The AdC further highlights the increasing vertical integration within the AI ecosystem. Leading chip designers and major cloud service providers have expanded their activities across different layers of the AI value chain, developing integrated ecosystems that combine hardware, software, and cloud services.

Simultaneously, the sector has witnessed an increase in strategic partnerships and cross-investment arrangements among leading market participants. The AdC notes that such developments may give rise to several competition concerns. In particular, these arrangements may facilitate privileged access to sensitive technical and commercially valuable information, contribute to the alignment of incentives among operators, and strengthen technological dependence through lock-in effects. They may also reduce interoperability between competing systems and increase the likelihood of foreclosure strategies, including the leveraging of market power into adjacent or downstream markets.

The AdC cites as an example CUDA, the development platform of NVIDIA. The widespread adoption of CUDA and the associated network effects contribute to strengthening NVIDIA’s position in the AI chip market, potentially increasing switching costs and reinforcing technological dependency.

The paper also considers the potential role of public high-performance computing (HPC) infrastructure in mitigating supply-side bottlenecks. Access to publicly funded computing resources could, in principle, alleviate constraints faced by smaller market participants.

However, the pro-competitive impact of such infrastructure depends critically on the establishment of transparent, objective, and non-discriminatory access criteria. Without appropriate governance mechanisms, public HPC resources may fail to deliver meaningful competitive benefits.
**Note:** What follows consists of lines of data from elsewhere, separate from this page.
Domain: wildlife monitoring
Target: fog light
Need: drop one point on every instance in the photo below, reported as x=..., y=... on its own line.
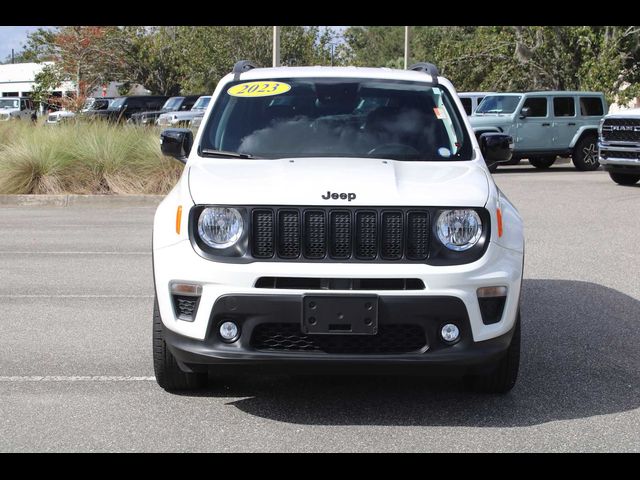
x=485, y=292
x=450, y=333
x=229, y=331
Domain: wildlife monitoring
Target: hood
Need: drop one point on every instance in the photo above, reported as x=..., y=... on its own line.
x=305, y=181
x=490, y=120
x=184, y=114
x=149, y=114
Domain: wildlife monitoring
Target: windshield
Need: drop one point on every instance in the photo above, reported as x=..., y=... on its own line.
x=9, y=103
x=498, y=104
x=172, y=104
x=201, y=104
x=337, y=117
x=117, y=103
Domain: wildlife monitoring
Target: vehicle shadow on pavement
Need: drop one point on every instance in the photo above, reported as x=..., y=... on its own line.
x=580, y=358
x=526, y=168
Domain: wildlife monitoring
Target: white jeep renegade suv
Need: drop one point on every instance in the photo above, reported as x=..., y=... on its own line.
x=336, y=218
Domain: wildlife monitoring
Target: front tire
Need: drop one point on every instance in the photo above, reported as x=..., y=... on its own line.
x=625, y=178
x=542, y=162
x=585, y=154
x=504, y=373
x=168, y=374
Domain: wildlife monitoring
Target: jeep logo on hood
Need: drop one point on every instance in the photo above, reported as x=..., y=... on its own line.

This short paper forms part of the AdC’s broader analytical work on generative AI. It follows previous publications addressing data access and use, the opening of AI models, AI labour markets, and a comprehensive Issues Paper released in 2023.

Through this series of publications, the AdC aims to identify emerging risks to competition in digital markets at an early stage, thereby promoting informed and preventive action consistent with its enforcement mandate.

As generative AI continues to reshape digital ecosystems, access to essential inputs — including AI chips — is likely to remain a focal point of competition policy scrutiny.